The Switch

I have used Sublime Text 2 for all my local coding during more than three years. I started using Sublime because I wanted a powerful, fast, multi platform code editor.

Around 6 months ago I read about Atom, an open source code editor developed by Github, and I decided to give it a try, but simply scrolling through a file had a noticeable lag, so I continued with Sublime.

A couple of months ago Sublime became slow in my computer due to a problem in the new version of a package, and I decided to give Atom a new opportunity; this time I stayed with it.

Why Atom?

Atom feels very familiar for a Sublime user, it has the same layout, and almost the same keyboard shortcuts, so switching to it is not extremely traumatic.

The main difference I found at first was the package manager. Unlike Sublime, Atom has an integrated and very functional package manager (apm) that can be used from the terminal or from Atom.

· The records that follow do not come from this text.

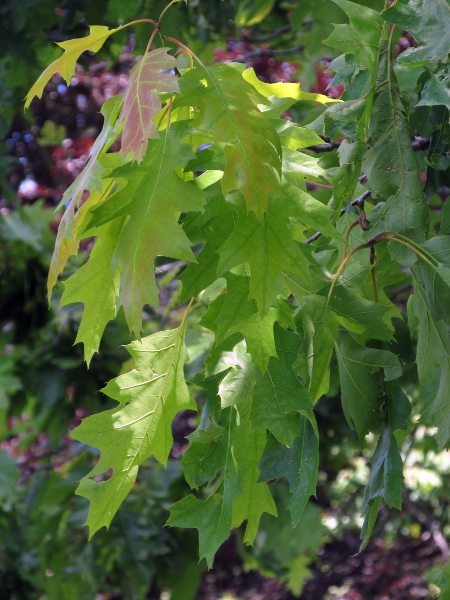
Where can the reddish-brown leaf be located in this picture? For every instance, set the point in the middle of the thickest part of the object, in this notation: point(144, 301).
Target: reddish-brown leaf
point(141, 100)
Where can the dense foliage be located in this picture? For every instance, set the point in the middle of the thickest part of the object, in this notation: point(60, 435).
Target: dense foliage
point(290, 295)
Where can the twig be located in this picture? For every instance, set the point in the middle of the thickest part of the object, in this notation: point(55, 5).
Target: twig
point(359, 201)
point(329, 147)
point(419, 143)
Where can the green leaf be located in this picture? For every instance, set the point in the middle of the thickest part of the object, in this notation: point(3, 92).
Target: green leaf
point(319, 330)
point(237, 384)
point(213, 516)
point(141, 100)
point(433, 352)
point(97, 288)
point(345, 178)
point(360, 383)
point(233, 312)
point(228, 109)
point(390, 163)
point(278, 395)
point(256, 498)
point(362, 317)
point(387, 473)
point(299, 464)
point(268, 249)
point(284, 90)
point(150, 397)
point(74, 221)
point(65, 64)
point(252, 12)
point(427, 20)
point(436, 90)
point(152, 199)
point(361, 37)
point(213, 226)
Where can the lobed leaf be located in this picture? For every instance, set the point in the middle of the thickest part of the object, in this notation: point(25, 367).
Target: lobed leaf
point(150, 397)
point(141, 101)
point(65, 64)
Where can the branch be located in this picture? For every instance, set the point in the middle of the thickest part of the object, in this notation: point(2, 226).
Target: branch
point(359, 201)
point(419, 143)
point(263, 52)
point(324, 147)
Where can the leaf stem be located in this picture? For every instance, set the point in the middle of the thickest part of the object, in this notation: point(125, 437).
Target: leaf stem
point(185, 48)
point(347, 235)
point(166, 9)
point(342, 265)
point(384, 238)
point(372, 273)
point(187, 312)
point(154, 23)
point(152, 37)
point(404, 237)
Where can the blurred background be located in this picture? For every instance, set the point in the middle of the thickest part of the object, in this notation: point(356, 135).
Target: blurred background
point(45, 388)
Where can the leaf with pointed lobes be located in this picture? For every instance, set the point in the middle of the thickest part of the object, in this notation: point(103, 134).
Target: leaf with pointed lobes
point(320, 328)
point(360, 382)
point(141, 101)
point(269, 251)
point(284, 90)
point(256, 498)
point(233, 312)
point(150, 396)
point(361, 36)
point(213, 226)
point(278, 395)
point(213, 516)
point(228, 109)
point(70, 232)
point(428, 21)
point(299, 464)
point(97, 288)
point(391, 165)
point(65, 64)
point(153, 199)
point(433, 358)
point(90, 179)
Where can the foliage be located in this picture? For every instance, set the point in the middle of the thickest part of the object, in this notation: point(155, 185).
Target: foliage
point(291, 292)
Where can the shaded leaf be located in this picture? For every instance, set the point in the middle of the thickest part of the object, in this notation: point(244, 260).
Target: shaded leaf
point(141, 100)
point(228, 109)
point(298, 464)
point(278, 395)
point(153, 198)
point(150, 397)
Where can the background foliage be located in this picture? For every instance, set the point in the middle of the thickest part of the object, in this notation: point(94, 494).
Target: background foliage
point(45, 385)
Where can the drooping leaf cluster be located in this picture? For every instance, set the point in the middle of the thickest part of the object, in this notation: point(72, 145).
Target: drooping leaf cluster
point(210, 174)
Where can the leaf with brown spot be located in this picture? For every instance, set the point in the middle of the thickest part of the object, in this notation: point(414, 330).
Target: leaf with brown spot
point(141, 100)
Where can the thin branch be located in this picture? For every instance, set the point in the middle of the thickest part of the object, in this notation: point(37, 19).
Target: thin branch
point(359, 201)
point(324, 147)
point(419, 143)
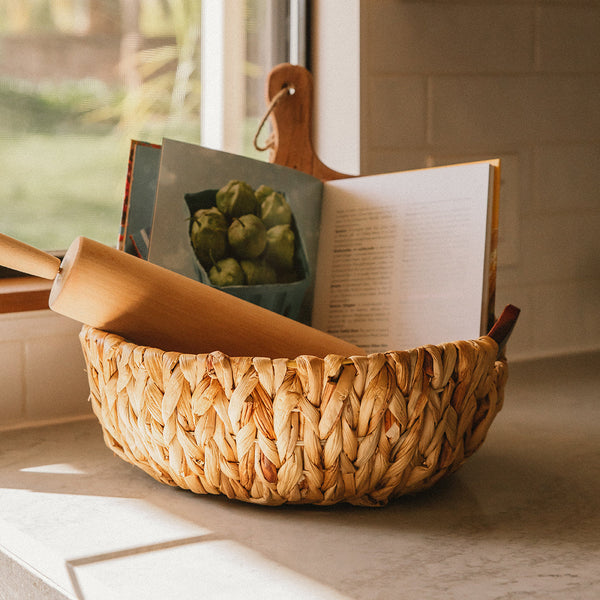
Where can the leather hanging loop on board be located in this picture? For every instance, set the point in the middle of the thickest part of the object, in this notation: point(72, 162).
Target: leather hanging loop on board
point(291, 120)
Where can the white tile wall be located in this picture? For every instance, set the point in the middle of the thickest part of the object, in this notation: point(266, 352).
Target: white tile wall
point(518, 80)
point(42, 373)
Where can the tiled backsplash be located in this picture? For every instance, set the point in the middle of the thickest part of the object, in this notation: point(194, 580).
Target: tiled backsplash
point(444, 82)
point(42, 373)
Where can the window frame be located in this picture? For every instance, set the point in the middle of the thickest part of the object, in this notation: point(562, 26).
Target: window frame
point(20, 292)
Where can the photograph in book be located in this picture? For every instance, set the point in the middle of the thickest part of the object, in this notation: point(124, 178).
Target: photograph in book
point(232, 237)
point(390, 261)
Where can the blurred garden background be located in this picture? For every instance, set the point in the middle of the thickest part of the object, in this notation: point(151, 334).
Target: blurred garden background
point(78, 80)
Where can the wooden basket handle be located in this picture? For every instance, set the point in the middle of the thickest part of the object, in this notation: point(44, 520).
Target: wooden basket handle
point(291, 119)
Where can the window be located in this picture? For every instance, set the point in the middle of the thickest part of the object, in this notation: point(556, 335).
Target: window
point(80, 78)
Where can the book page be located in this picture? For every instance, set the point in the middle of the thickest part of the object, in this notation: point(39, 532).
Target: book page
point(402, 257)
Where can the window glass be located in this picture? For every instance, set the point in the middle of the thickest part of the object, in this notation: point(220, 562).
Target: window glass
point(80, 78)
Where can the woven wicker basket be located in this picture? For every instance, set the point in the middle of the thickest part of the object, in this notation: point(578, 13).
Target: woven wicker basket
point(361, 430)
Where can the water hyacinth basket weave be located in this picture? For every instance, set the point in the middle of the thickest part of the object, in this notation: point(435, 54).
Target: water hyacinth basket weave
point(361, 430)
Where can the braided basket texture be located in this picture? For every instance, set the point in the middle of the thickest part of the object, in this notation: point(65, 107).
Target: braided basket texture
point(361, 430)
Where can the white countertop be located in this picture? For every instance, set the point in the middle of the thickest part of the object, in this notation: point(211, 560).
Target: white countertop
point(521, 519)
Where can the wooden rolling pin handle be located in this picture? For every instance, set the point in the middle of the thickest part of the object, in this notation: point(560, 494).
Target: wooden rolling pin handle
point(27, 259)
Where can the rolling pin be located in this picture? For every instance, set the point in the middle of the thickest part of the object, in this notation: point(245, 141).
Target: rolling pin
point(152, 306)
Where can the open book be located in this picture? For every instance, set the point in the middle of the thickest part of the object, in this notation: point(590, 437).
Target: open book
point(391, 261)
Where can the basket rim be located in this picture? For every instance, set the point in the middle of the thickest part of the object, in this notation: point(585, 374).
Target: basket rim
point(95, 333)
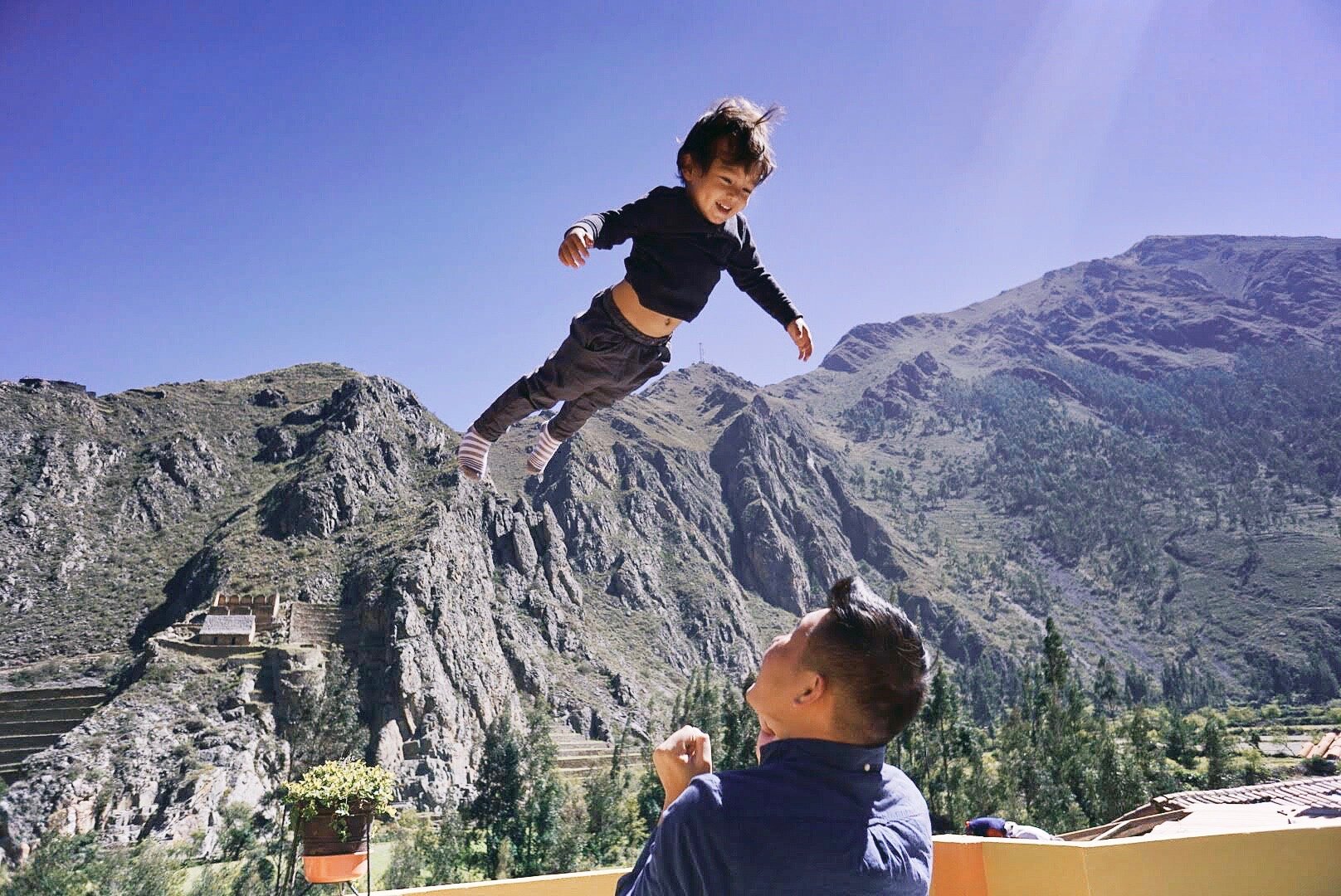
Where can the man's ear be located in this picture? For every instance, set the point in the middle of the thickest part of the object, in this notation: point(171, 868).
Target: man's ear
point(813, 689)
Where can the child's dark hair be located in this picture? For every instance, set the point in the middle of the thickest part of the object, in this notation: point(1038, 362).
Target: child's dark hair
point(872, 654)
point(734, 130)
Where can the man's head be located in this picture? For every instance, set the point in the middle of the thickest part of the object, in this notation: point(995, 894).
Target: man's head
point(726, 156)
point(853, 672)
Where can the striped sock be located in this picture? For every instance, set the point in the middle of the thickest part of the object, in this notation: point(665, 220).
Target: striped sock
point(472, 455)
point(544, 448)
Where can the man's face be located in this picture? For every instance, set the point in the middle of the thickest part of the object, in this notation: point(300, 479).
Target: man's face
point(782, 678)
point(722, 191)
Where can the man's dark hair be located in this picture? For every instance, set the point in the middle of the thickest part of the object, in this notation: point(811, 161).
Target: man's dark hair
point(872, 655)
point(736, 132)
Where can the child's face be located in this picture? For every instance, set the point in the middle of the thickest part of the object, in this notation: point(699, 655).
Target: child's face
point(722, 191)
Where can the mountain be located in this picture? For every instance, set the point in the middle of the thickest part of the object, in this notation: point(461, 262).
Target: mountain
point(1144, 447)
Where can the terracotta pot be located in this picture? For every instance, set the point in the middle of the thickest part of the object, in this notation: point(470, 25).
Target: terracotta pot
point(328, 856)
point(334, 869)
point(322, 836)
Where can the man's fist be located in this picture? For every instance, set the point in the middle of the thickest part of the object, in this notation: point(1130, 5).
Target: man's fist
point(576, 247)
point(799, 334)
point(684, 754)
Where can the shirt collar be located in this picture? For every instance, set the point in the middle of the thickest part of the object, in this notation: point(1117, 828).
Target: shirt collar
point(846, 757)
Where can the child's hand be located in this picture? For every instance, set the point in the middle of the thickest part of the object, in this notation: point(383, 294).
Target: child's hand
point(576, 247)
point(799, 334)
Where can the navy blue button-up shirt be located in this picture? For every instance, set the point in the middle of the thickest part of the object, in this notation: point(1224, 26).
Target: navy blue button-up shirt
point(814, 817)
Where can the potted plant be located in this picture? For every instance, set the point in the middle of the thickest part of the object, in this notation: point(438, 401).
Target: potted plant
point(333, 806)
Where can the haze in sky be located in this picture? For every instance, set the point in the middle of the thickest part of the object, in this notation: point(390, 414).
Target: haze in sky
point(208, 195)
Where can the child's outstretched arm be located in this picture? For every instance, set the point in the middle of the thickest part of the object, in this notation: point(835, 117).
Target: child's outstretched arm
point(754, 280)
point(607, 230)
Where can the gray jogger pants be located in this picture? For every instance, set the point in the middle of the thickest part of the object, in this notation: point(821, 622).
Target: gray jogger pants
point(602, 360)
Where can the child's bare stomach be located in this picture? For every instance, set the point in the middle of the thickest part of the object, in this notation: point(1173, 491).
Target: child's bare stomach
point(644, 319)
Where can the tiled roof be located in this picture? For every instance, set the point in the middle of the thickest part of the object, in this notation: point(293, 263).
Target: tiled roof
point(228, 626)
point(1323, 793)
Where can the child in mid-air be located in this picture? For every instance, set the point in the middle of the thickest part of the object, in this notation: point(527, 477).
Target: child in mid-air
point(683, 239)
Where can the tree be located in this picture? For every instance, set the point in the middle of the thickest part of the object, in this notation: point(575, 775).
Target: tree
point(237, 830)
point(1217, 752)
point(78, 865)
point(1136, 684)
point(611, 811)
point(542, 800)
point(1178, 739)
point(1105, 685)
point(495, 811)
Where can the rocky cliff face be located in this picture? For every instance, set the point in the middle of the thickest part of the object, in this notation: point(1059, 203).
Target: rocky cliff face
point(685, 526)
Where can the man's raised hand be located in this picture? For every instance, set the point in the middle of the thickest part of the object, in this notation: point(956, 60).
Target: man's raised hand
point(576, 247)
point(799, 334)
point(684, 754)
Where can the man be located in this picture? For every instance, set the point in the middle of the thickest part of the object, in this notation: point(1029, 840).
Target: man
point(822, 813)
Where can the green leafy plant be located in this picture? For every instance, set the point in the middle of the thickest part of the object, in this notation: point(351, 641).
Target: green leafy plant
point(341, 787)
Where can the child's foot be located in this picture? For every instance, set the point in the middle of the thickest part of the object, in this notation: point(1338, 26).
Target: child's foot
point(472, 455)
point(544, 448)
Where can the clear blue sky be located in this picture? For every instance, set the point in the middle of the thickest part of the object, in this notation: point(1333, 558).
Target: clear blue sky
point(206, 195)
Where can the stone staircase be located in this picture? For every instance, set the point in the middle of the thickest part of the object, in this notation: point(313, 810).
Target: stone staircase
point(579, 757)
point(315, 624)
point(32, 719)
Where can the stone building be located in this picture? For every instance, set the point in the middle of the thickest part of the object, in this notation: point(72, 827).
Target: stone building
point(227, 630)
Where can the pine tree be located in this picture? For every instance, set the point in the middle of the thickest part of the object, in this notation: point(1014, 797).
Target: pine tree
point(1178, 739)
point(1217, 752)
point(1105, 685)
point(495, 811)
point(542, 800)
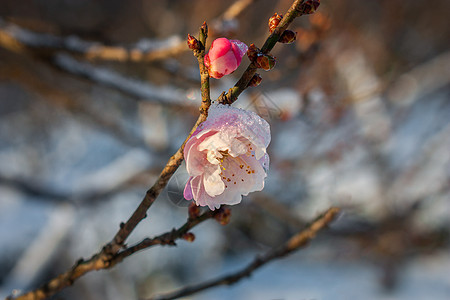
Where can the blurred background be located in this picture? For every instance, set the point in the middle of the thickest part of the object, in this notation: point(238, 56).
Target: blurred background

All the features that make Sublime great are also available in Atom, and some extra ones:

  • Fuzzy file finder cmd+P or cmd+T.
  • Command palette cmd+shift+P: Execute any command offered by Atom by typing its name.
  • Split editing: Edit multiple files side by side.
  • File (cmd+F) and project search cmd+shift+F.
  • Git integration.
  • Key binding resolver cmd+.: Best way to learn keyboard shortcuts.
  • And lots more: Project tree view, go to line/symbol, multiple cursors, markdown preview…

Setting up Atom

I use the theme One Dark, both for UI and syntax highlighting. Atom already comes with a bunch of pre installed packages, and I add the following ones:

For Python development:

For Go development:

  • Go plus: A real must, can be configured to run go format on save, automatically add imports with goimports, and presents the output of go vet and golint in the Atom console.

For React.js development:

  • React: React.js (JSX) language support, indentation, snippets, auto completion and reformatting.

The Good and the Bad

I have been using Atom as my main editor for a couple of months and I’m satisfied with it. It has almost all the good things of Sublime and a very active community with constant updates and improvements to both the editor and the packages.

But Atom is much less mature than Sublime and it has some rather basic issues, like Git integration not working properly when opening multiple Git repos in the same window, long start up time or not opening files bigger than 2MB; hopefully all this will be soon solved.